- March tin lower on Shanghai Futures Exchange despite a military coup in Myanmar
- China’s manufacturing PMI fell to 51.3 in January from 51.9 December
- China’s non-manufacturing PMI fell to 52.4 in January from 55.7 in December
Three-month aluminium prices on the LME were up across the board by an average of 0.8%, led by a 1.3% rise in nickel ($17,900 per tonne), followed by a 1.1% rise in tin ($22,800 per tonne), while copper was up by 0.6% at $7,862.50 per tonne.
The most-traded base metals contracts on the SHFE were quite polarized with March aluminium leading on the upside with a 2.2% gain, while March tin was down by 2% and March lead was down by 1.5%. Copper was little changed at 57,910 yuan ($9,008) per tonne.
Spot silver ($29.23 per oz) was up by 8.4%, while retail investors target silver probably in an effort to try to unsettle shorts. Spot gold ($1,863.54 per oz) was up by 1.1%, while platinum ($1,121 per oz) and palladium ($2,265 per oz) were up 4.4% and 1.8% respectively.
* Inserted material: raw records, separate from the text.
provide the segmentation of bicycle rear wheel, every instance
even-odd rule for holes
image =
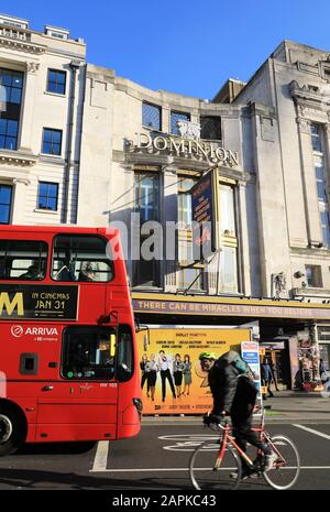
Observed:
[[[296,483],[300,472],[298,450],[292,439],[286,436],[273,436],[271,442],[275,447],[272,449],[277,455],[277,460],[273,469],[263,472],[264,479],[273,489],[289,489]]]
[[[215,469],[221,439],[207,440],[194,451],[189,464],[193,486],[199,491],[237,489],[242,476],[240,457],[227,445],[220,465]]]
Despite nervousness in broader markets, the yield on US 10-year treasuries has climbed to 1.08% this morning, up from 1.05% at a similar time on Friday – the recent high was at 1.18%.
Asian-Pacific equities were up across the board this morning: the Hang Seng (+2.06%), the Kospi (+2.7%), the ASX 200 (+0.84%), the CSI (+1.23%) and the Nikkei (+1.55%).
The US Dollar Index is consolidating below recent highs and was recently quoted at 90.58, just below the 90.68 level where it was at a similar time on Friday
The other major currencies were mixed this morning: the euro (1.2122) and the Australian dollar (0.7652) were consolidating, sterling (1.3741) was just below recent highs and the yen (104.70) was weakening.
Monday has a busy economic agenda. Data already out showed Japan’s final manufacturing PMI at 49.8 in January, compared with 50 in December, and China’s Caixin manufacturing PMI fell to 51.5 in January from 53 in December. In addition, German retail sales fell by 9.6% month on month in December, after a 1.1% rise a month earlier.
Later there is manufacturing PMI out across Europe and the United States, Italian and EU unemployment rates and data on lending and money supply in the United Kingdom.
Other US releases include construction spending and data from the loan officer survey.
In addition, US Federal Open Market Committee Raphael Bostic is scheduled to speak.
Today’s key themes and views
The gains on the LME seem at odds with the slowdown in manufacturing in China, but it appears that supply concerns, firmer premiums and low treatment charges in a number of the metals are underpinning sentiment. Adverse weather in the northern hemisphere, highs seas affecting shipments from Chile and the potential for more Covid-19 supply disruptions seem to be encouraging consumers to hold more stock.
Despite the apparent support being seen this morning, the metals do seem to have lost upward momentum recently so remain vulnerable overall. While we remain long-term bullish toward the base metals on account of expecting more infrastructure spending, we would not be surprised to see further consolidation as the market adjusts to these already high prices.
Any run-up in silver prices is likely to be an aberration and turn into a spike, so we expect increased volatility. It will be interesting to see to what extent gold and the platinum group metals follow silver.